Maui Cluster Scheduler, the precursor to Moab HPC Suite, is an open source job scheduler for clusters and supercomputers. It is an optimized, configurable tool capable of supporting an array of scheduling policies, dynamic priorities, extensive reservations, and fairshare capabilities. It is currently in use at hundreds of government, academic, and commercial sites throughout the world. All of the capabilities found in Maui are also found in Moab, while Moab has added features including basic trigger support, graphical administration tools, and a Web-based user portal among many others. To learn more about the features available on Maui and, see the Maui and Moab comparison brief for all the additional capabilities and value Moab offers.
Maui Scheduler is an batch system for cluster systems. It allows site administrators extensive control over which jobs are considered eligible for for scheduling, how the jobs are prioritized, and where these jobs are run. Maui supports advance reservations, QoS levels, backfill, and allocation management.
Its scheduling scheme is based on advanced wall-time reservations with backfill. The main difference from other common batch queue schedulers (e.g. NQS, DQS) is that Maui allows jobs to overtake a job with higher priority only if it does not delay the start of the prioritized job (i.e. backfill).

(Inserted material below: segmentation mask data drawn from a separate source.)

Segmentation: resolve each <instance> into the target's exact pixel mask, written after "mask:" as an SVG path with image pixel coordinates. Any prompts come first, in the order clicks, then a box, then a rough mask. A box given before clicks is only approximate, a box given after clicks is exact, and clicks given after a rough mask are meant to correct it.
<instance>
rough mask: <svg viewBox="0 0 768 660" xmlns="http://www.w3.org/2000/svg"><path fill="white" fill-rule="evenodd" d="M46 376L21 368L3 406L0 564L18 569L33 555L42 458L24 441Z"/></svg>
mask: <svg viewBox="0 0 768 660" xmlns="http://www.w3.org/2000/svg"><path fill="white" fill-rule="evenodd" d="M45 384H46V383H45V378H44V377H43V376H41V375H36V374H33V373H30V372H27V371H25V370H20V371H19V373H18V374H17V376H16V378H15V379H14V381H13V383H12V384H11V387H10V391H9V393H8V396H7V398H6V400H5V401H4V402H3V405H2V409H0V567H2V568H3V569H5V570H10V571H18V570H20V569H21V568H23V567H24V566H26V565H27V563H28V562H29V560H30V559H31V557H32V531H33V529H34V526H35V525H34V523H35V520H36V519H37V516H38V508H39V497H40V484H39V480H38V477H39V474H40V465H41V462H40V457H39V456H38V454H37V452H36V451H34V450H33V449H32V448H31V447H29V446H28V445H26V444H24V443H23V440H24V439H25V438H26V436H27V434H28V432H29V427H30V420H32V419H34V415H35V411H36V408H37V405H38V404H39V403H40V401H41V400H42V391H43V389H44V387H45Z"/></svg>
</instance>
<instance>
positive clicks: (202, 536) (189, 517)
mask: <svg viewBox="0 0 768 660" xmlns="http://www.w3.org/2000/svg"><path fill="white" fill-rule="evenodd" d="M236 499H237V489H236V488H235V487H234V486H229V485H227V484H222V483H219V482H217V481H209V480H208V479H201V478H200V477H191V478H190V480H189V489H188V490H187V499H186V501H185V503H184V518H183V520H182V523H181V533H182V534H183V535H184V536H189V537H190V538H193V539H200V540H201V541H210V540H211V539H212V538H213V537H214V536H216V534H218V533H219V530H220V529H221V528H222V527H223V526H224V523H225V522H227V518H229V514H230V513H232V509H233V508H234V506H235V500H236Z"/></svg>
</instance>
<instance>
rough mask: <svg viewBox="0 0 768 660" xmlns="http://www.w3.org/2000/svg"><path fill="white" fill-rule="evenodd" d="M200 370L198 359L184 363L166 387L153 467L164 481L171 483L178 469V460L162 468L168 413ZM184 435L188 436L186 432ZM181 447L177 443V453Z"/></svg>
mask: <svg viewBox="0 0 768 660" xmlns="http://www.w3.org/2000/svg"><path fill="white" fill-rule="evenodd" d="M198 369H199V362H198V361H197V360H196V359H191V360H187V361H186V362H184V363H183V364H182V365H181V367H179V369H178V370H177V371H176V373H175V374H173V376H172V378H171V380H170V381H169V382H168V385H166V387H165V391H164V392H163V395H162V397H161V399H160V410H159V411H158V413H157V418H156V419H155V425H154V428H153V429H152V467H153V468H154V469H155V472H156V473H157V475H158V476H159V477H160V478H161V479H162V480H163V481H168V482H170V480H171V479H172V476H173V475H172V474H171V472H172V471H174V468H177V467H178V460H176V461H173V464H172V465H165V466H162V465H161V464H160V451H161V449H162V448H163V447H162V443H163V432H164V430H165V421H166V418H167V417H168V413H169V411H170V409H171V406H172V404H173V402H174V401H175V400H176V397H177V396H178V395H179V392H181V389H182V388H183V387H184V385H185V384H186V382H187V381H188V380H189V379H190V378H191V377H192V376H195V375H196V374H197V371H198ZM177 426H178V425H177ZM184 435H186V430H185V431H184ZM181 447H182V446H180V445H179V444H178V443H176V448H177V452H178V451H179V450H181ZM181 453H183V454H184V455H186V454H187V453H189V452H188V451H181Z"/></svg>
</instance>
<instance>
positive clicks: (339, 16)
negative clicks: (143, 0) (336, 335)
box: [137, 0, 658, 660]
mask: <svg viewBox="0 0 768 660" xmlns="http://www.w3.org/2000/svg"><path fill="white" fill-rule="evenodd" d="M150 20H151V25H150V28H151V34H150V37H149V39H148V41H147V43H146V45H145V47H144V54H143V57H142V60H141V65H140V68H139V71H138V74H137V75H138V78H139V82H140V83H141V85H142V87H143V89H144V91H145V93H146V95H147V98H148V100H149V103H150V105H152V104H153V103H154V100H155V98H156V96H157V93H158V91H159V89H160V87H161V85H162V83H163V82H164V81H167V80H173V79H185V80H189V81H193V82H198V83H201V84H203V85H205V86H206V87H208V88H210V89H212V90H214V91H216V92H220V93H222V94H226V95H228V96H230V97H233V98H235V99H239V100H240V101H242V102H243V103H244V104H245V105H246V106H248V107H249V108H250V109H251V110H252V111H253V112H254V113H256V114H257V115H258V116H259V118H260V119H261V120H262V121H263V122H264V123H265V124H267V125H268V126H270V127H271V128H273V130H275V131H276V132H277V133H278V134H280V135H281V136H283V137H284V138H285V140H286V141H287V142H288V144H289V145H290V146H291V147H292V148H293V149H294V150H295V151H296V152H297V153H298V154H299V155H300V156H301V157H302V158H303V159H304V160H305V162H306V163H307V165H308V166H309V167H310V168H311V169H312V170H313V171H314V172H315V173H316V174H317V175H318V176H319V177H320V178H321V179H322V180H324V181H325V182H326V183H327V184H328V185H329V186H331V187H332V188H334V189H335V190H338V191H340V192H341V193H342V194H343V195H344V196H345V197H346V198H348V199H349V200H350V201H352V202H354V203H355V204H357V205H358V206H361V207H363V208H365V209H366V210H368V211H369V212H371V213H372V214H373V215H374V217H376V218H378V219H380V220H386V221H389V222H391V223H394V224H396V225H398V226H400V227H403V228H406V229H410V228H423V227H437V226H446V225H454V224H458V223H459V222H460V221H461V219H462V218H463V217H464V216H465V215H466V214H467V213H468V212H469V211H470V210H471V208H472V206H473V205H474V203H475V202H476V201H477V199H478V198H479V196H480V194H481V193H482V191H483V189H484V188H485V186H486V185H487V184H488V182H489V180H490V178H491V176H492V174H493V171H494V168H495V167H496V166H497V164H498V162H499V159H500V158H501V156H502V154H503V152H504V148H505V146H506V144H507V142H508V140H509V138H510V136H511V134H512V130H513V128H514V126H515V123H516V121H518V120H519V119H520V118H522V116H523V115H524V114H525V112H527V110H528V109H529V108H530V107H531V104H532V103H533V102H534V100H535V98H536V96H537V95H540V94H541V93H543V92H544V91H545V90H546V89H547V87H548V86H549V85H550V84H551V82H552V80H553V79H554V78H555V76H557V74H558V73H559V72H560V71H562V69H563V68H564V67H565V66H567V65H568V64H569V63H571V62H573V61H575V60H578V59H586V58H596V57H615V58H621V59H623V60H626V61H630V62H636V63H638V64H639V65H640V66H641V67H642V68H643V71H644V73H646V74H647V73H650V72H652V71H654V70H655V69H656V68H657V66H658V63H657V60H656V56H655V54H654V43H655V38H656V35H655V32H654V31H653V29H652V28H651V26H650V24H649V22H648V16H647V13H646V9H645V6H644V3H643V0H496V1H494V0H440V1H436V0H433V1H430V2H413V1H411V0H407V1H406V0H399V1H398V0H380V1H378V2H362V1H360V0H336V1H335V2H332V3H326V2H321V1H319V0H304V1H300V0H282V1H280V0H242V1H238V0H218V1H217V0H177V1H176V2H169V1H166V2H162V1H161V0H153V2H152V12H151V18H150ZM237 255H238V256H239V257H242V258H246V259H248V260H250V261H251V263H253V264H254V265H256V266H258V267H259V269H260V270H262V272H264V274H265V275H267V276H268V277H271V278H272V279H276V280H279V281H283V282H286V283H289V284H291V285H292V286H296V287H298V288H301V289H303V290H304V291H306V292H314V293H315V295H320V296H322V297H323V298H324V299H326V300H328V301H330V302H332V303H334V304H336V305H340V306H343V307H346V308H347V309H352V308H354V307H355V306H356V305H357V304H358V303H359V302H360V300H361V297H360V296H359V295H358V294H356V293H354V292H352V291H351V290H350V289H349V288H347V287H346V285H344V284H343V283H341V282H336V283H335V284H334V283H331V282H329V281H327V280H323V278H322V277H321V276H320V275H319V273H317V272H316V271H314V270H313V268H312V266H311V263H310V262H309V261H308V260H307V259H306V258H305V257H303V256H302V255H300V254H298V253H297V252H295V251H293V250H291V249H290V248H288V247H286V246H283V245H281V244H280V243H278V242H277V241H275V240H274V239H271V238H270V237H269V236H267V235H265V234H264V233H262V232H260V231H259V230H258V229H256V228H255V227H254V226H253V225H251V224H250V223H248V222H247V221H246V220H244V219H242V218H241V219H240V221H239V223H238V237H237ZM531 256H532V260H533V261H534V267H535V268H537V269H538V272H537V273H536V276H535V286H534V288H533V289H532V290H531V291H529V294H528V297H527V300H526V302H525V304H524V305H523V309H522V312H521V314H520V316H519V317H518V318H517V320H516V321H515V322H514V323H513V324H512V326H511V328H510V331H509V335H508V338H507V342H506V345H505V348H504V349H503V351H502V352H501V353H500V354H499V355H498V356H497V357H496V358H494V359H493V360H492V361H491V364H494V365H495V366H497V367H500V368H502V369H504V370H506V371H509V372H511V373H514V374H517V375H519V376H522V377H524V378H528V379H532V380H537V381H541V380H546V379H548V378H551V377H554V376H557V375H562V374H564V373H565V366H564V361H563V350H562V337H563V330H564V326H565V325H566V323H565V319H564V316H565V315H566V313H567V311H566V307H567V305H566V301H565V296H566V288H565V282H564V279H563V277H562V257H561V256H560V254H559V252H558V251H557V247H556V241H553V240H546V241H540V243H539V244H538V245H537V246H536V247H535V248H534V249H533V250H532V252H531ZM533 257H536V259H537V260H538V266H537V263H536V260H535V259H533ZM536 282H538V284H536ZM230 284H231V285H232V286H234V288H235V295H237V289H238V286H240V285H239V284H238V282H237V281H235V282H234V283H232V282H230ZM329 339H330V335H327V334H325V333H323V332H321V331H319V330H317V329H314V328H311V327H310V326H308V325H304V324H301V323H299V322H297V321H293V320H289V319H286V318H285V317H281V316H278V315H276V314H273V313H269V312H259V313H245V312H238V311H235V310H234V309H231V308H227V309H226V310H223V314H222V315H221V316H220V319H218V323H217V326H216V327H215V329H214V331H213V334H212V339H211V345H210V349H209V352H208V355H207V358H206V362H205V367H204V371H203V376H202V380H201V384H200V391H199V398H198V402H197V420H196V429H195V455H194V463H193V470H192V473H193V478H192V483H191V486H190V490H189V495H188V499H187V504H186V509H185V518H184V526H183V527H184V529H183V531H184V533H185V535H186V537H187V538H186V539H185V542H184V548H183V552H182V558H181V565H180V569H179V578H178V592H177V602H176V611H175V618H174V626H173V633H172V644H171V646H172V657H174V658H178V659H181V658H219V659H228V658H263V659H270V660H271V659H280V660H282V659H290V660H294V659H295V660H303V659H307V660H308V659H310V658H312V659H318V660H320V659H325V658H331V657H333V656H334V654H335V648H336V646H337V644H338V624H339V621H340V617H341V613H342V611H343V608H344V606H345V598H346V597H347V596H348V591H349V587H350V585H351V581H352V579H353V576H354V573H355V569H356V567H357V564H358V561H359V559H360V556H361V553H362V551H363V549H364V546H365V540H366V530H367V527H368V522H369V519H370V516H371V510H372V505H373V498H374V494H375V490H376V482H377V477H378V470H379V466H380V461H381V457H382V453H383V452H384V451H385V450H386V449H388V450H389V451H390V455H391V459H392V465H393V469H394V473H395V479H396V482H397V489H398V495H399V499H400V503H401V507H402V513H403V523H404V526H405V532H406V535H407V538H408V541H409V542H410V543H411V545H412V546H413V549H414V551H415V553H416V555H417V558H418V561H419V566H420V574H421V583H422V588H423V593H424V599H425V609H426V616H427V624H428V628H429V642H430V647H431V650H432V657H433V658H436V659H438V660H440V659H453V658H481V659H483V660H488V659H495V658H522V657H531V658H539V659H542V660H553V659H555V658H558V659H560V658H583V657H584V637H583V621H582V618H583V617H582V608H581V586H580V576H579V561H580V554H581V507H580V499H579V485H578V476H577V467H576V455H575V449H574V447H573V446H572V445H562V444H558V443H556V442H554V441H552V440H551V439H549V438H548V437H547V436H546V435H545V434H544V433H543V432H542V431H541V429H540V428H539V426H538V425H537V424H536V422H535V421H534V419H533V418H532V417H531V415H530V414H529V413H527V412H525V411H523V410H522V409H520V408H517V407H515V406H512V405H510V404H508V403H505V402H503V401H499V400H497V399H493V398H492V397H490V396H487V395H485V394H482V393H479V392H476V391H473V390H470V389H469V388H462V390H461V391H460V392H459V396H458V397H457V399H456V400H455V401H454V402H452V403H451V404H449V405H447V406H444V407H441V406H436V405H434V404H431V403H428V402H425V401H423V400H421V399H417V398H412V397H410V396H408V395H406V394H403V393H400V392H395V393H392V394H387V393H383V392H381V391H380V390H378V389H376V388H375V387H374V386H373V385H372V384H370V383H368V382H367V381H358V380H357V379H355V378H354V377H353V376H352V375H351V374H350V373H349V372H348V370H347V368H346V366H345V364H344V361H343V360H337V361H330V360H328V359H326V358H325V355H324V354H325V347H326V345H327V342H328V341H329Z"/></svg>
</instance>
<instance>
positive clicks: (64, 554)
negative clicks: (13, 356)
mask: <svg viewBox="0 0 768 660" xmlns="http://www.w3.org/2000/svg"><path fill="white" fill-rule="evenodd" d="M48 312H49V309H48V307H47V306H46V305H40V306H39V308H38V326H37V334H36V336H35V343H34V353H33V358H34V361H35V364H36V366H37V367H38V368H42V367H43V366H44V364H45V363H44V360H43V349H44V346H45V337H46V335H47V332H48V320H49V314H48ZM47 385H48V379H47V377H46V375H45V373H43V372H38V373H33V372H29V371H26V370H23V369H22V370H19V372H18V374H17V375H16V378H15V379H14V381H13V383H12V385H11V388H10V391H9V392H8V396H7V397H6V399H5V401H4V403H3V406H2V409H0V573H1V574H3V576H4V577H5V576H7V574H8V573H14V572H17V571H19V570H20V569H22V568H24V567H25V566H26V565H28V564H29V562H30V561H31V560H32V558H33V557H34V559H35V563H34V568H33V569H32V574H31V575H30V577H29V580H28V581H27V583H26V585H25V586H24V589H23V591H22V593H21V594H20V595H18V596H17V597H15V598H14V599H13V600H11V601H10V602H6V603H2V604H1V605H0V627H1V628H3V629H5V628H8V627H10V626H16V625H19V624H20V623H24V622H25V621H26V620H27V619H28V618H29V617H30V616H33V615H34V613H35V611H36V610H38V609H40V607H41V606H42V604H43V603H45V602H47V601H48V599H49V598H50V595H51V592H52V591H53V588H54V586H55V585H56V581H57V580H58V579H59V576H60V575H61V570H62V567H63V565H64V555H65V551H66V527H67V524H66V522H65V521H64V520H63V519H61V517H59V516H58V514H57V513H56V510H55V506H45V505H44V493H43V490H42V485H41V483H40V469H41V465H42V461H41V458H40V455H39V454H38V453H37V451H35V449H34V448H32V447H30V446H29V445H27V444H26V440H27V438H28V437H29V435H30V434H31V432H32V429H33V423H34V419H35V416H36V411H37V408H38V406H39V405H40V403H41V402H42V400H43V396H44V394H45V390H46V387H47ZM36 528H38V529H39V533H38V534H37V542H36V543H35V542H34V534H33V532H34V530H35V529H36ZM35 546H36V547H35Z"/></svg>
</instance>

Opportunistic Scheduling versus Advance Reservation
In theory, unless there is a way of reserving resources in advance, any job that need more than a single piece of allocatable resource, runs the risk of starvation[1,2]. In practice, due to limited workload this is a danger only for jobs that require extensive resources. It is often intervened by periodically putting small, less demanding jobs on hold until the large, starving job have started. This is a rather intrusive operation since it also affects jobs that is not involved in the starvation.
An advance reservation scheme, as in the Maui scheduler, makes it possible to allocate resources in the future. (Compare scheduling a meeting with several participants. It is almost impossible unless there is a calendar available.)
The starvation can also be resolved by using a preemptive job scheduler. Unfortunately not all computer systems can handle this. Moreover, if jobs can be preempted it is more difficult to predict when the job will finish.
Queues versus Quality of Service
When an idle job becomes eligible to run, it is assigned a priority. This priority is used to sort the jobs before the scheduler selects a job to start.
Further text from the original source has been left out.